Q: Aaron Copland’s settings of Emily Dickinson seem to serve as a centerpiece to the show. Can you tell me about those poems and your relationship to Copland?

A: I have always loved Copland. It was always present in my household. I know that music. I see it. I feel it. I smell it. It’s home base for me. The position of it was really deliberate. Just from a sonic world, these woodwinds come back and it starts to put order to the chaos of the Ives. Even the open strings that arrive in the Copland hark back to the Ives. It feels like an anchor point. But what was imperative was that we present the character of Mother Nature in her nurturing quality, not the destructive one, which is what we see in the headlines.

It’s the only thing we talk about. We talk about the floods and the droughts and everything that’s coming. We’re only focused on the destruction that is happening, or the rearranging, however we want to categorize it. And it was very important for me not to forget how nurturing Mother Nature is. Every breath we take comes from her. It’s a very tender presentation of Emily’s poetry through Copland’s depiction of it, and it gives us a moment to remember just what it is we’re not taking very good care of.

Q: The piece on the program I was more unfamiliar with was Josef Mysliveček’s oratorio from “Adamo ed Eva.”

A: I didn’t know his music at all! It was one of the last additions to the show. We were missing classical music and were looking so hard at Mozart, and we just didn’t find the right thing. Giulio D’Alessio knows much more about that repertoire than I do, and he found this oratorio and it’s really extraordinary. First of all, it gives a chance for the orchestra to be completely in their element. It’s a piece that sounds familiar, because it’s in a language that we already know and love.

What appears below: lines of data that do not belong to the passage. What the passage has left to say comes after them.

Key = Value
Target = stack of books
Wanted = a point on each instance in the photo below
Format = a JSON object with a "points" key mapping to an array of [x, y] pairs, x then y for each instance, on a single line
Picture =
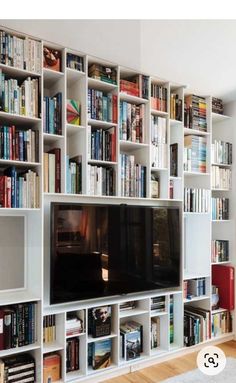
{"points": [[131, 340], [17, 368], [195, 113], [217, 105], [102, 73]]}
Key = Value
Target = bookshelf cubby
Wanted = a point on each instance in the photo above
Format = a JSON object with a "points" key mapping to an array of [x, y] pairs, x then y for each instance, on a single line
{"points": [[121, 117]]}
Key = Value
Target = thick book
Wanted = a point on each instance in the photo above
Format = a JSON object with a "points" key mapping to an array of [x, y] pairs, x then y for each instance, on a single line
{"points": [[101, 354], [100, 321], [223, 278]]}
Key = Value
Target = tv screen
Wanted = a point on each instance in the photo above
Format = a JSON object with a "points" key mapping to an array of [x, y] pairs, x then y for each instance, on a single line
{"points": [[108, 250]]}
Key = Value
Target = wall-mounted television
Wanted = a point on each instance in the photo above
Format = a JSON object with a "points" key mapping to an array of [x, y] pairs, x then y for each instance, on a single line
{"points": [[100, 250]]}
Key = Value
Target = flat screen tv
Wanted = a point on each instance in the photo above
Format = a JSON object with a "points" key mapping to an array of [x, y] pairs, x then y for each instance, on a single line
{"points": [[109, 250]]}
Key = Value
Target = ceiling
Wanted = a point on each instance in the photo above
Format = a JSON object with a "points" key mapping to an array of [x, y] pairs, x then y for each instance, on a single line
{"points": [[198, 53]]}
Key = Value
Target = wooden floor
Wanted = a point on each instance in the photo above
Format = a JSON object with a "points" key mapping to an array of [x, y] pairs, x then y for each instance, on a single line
{"points": [[162, 371]]}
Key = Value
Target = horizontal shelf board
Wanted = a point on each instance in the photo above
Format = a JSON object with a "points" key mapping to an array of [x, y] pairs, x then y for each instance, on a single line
{"points": [[153, 169], [217, 311], [72, 128], [159, 113], [17, 350], [132, 99], [51, 347], [197, 132], [17, 72], [101, 124], [221, 220], [195, 213], [175, 178], [47, 137], [73, 74], [218, 189], [175, 122], [101, 85], [14, 297], [91, 371], [75, 335], [216, 117], [132, 312], [99, 162], [221, 165], [19, 163], [74, 375], [132, 145], [220, 263], [192, 276], [51, 76], [158, 351], [91, 339], [17, 118], [195, 299], [155, 313], [190, 174]]}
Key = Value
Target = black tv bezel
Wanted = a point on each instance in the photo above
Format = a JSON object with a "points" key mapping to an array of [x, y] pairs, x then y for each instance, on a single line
{"points": [[109, 296]]}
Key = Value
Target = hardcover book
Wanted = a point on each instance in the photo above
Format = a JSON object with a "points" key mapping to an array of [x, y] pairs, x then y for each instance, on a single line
{"points": [[101, 355], [100, 318], [52, 59]]}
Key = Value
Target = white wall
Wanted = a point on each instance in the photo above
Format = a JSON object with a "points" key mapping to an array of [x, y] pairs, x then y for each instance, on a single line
{"points": [[114, 40]]}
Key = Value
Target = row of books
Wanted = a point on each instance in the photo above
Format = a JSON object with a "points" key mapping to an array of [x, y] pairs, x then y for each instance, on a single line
{"points": [[102, 144], [51, 367], [159, 97], [132, 122], [52, 112], [19, 189], [219, 250], [158, 304], [195, 113], [101, 180], [103, 73], [74, 62], [217, 105], [52, 171], [137, 85], [176, 106], [221, 152], [194, 288], [102, 106], [17, 325], [19, 98], [99, 354], [220, 208], [19, 144], [75, 322], [197, 325], [131, 340], [158, 130], [221, 178], [17, 368], [159, 155], [133, 177], [194, 154], [197, 200], [171, 316], [21, 53], [49, 328], [72, 354], [155, 332], [74, 174], [221, 323]]}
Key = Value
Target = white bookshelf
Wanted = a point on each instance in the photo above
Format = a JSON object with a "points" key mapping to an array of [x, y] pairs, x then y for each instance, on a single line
{"points": [[198, 229]]}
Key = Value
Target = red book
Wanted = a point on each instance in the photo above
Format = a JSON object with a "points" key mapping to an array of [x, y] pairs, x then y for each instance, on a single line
{"points": [[223, 278]]}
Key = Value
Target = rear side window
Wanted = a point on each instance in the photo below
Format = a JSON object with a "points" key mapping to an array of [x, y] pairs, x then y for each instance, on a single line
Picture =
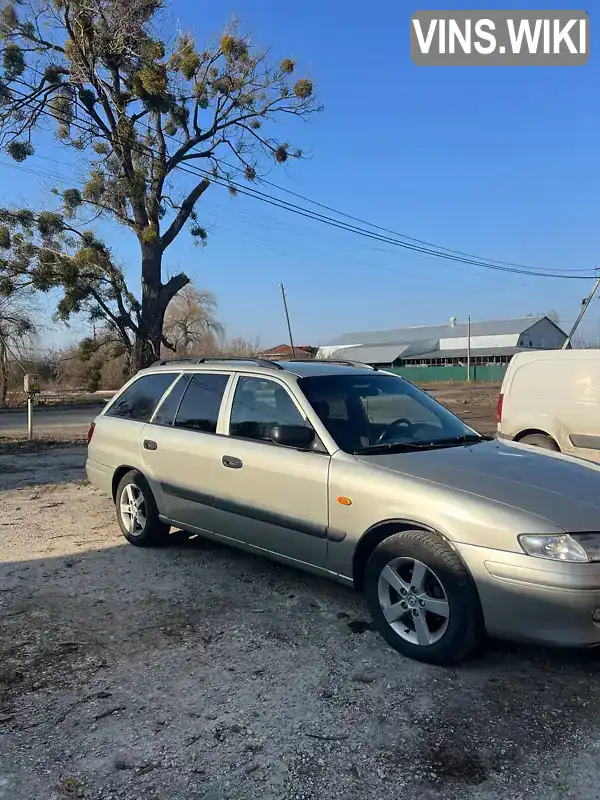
{"points": [[140, 399], [199, 409], [168, 408]]}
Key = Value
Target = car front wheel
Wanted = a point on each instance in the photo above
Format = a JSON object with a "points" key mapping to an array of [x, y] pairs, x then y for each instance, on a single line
{"points": [[137, 513], [422, 598]]}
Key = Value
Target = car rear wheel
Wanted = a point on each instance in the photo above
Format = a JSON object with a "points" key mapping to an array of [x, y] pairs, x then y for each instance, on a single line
{"points": [[540, 440], [422, 599], [137, 513]]}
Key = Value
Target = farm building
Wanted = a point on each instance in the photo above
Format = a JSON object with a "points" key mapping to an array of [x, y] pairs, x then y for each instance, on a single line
{"points": [[492, 344]]}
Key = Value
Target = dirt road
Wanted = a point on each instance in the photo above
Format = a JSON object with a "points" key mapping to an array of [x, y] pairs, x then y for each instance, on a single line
{"points": [[198, 672]]}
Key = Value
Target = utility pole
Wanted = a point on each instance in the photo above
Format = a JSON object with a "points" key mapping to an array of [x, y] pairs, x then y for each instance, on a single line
{"points": [[287, 316], [469, 349], [584, 306]]}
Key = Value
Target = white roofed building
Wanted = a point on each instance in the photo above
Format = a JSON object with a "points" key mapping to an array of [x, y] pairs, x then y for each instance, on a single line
{"points": [[493, 342]]}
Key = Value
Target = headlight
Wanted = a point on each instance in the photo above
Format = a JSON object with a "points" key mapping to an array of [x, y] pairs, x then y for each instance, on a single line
{"points": [[562, 547]]}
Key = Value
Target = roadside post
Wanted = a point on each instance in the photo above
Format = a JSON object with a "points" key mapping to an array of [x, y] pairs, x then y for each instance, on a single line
{"points": [[32, 387]]}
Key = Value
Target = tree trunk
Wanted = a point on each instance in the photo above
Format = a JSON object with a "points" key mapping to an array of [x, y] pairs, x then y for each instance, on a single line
{"points": [[156, 296], [3, 374]]}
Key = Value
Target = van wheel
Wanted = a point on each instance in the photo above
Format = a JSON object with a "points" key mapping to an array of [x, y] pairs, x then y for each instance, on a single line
{"points": [[137, 513], [422, 599], [540, 440]]}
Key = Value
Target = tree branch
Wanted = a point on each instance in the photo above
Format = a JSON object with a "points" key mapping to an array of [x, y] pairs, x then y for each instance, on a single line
{"points": [[184, 213]]}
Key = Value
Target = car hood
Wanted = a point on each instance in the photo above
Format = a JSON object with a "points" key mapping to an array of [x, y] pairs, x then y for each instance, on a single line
{"points": [[561, 489]]}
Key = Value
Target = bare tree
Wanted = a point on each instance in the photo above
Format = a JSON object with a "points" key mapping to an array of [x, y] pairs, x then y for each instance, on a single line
{"points": [[190, 321], [140, 112]]}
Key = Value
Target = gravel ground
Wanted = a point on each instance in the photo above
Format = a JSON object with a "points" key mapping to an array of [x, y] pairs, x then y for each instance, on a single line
{"points": [[197, 671]]}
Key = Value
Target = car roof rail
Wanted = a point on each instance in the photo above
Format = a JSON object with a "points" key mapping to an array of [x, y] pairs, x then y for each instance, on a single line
{"points": [[338, 361], [261, 362]]}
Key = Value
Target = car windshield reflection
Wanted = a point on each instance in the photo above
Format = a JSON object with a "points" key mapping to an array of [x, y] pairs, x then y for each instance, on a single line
{"points": [[383, 413]]}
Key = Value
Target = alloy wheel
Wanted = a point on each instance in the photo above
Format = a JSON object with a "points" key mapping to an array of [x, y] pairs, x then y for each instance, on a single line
{"points": [[413, 601], [133, 509]]}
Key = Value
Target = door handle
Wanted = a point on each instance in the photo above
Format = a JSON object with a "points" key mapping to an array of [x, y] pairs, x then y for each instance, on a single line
{"points": [[232, 462]]}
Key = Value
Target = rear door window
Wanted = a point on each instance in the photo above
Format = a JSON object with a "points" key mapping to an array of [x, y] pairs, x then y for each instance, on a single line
{"points": [[165, 414], [258, 405], [199, 409], [140, 399]]}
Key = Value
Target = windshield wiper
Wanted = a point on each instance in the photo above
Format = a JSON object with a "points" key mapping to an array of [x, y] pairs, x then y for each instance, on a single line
{"points": [[468, 438], [388, 447], [400, 447]]}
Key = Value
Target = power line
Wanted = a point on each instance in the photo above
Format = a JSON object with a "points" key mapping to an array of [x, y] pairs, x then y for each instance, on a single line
{"points": [[474, 259], [315, 216]]}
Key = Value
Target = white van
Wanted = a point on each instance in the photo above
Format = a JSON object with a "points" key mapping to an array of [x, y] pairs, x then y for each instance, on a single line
{"points": [[551, 399]]}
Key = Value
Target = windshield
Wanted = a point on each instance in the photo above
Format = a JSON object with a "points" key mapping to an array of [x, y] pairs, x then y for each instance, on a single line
{"points": [[378, 413]]}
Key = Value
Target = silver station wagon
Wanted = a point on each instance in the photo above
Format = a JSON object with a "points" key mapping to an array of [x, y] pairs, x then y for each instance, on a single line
{"points": [[357, 475]]}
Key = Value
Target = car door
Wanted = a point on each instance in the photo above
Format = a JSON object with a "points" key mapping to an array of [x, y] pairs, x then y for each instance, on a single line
{"points": [[267, 495], [180, 446]]}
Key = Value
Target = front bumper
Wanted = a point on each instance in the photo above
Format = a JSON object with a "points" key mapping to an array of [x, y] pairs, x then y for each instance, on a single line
{"points": [[535, 599]]}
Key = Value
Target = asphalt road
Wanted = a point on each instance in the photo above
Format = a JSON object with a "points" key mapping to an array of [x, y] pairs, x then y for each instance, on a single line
{"points": [[47, 418]]}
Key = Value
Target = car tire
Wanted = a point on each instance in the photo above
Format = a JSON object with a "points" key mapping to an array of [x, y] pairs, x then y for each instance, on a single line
{"points": [[432, 578], [540, 440], [139, 524]]}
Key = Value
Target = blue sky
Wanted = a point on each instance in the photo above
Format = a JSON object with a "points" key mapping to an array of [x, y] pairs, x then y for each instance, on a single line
{"points": [[500, 162]]}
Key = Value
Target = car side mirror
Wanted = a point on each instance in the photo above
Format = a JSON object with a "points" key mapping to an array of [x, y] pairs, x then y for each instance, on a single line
{"points": [[299, 436]]}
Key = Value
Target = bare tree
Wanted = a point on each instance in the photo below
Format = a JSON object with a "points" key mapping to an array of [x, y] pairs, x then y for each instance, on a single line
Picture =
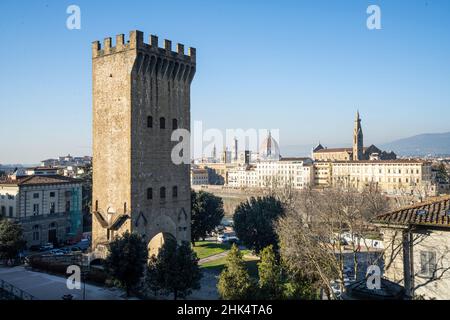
{"points": [[311, 232]]}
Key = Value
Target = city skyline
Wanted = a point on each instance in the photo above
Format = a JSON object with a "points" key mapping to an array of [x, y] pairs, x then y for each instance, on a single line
{"points": [[322, 60]]}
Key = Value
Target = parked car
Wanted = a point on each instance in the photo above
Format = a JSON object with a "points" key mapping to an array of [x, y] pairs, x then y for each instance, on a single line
{"points": [[230, 238], [66, 250], [76, 250], [35, 248], [56, 252], [46, 247]]}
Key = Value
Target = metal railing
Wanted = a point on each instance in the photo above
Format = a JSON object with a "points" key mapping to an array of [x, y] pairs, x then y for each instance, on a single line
{"points": [[15, 292]]}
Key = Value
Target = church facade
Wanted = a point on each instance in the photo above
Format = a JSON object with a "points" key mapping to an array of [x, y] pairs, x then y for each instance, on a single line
{"points": [[356, 153]]}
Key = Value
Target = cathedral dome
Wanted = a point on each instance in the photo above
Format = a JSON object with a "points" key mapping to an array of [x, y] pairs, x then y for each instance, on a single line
{"points": [[269, 149]]}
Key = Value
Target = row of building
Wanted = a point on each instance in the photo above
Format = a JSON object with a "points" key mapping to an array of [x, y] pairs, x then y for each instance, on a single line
{"points": [[47, 205], [355, 167]]}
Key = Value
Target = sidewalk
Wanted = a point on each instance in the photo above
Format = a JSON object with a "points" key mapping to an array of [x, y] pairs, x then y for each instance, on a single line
{"points": [[44, 286]]}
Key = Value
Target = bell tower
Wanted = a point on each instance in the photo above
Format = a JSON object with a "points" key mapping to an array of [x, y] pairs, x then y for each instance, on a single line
{"points": [[358, 143]]}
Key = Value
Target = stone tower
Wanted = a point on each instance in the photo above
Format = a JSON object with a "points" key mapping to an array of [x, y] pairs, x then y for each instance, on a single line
{"points": [[141, 94], [358, 144]]}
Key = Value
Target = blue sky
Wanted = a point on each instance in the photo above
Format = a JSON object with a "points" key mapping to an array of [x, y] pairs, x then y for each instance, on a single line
{"points": [[301, 66]]}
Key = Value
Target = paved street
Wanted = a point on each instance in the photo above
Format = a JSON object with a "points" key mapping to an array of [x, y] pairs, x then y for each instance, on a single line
{"points": [[49, 287]]}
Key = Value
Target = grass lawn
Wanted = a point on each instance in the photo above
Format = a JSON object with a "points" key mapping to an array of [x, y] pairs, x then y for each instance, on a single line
{"points": [[218, 265], [209, 248]]}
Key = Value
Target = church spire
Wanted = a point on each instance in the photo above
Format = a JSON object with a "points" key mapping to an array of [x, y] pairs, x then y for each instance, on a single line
{"points": [[358, 144]]}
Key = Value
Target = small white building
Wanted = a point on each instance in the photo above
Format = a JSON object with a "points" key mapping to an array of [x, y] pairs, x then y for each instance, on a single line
{"points": [[297, 173], [199, 177]]}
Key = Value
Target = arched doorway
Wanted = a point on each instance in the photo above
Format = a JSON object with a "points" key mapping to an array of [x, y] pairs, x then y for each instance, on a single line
{"points": [[158, 241], [52, 233]]}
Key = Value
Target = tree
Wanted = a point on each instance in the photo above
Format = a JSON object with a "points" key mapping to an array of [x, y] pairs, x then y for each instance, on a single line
{"points": [[207, 213], [254, 222], [442, 174], [11, 239], [270, 275], [234, 281], [126, 260], [175, 270], [311, 232], [300, 287]]}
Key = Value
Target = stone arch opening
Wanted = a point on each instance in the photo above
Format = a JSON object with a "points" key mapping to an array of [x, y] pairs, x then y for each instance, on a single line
{"points": [[158, 241]]}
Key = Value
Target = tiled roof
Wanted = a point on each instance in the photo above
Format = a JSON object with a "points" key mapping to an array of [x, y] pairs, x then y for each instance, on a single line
{"points": [[384, 161], [329, 150], [431, 213], [296, 159], [39, 180]]}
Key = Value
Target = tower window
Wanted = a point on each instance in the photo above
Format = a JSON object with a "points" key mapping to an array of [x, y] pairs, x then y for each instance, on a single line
{"points": [[149, 194], [162, 193], [174, 191]]}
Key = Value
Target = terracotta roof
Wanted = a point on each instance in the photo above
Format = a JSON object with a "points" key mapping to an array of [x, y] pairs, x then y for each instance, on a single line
{"points": [[430, 213], [42, 168], [296, 159], [384, 161], [329, 150], [39, 180]]}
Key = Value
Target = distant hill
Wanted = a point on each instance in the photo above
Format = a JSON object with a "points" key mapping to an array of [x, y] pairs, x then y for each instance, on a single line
{"points": [[435, 144]]}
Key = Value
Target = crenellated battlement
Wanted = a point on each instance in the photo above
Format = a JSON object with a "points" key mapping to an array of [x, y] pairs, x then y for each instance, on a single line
{"points": [[136, 42]]}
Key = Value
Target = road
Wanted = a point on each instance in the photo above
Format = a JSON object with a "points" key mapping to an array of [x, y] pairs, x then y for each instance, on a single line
{"points": [[50, 287]]}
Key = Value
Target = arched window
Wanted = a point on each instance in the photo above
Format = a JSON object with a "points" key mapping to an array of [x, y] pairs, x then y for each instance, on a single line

It brings a little bit of the drama in opera to the stage, and it really is describing what is splashed across the headlines: I will destroy your seashores, I will burn your verdant hills, I will spread a plague among you because you’ve forgotten where you come from. It’s a little over the top, it’s a little campy, which of course I love, but it’s also extraordinary to have a text written 250 years ago and be so blazing relevant today.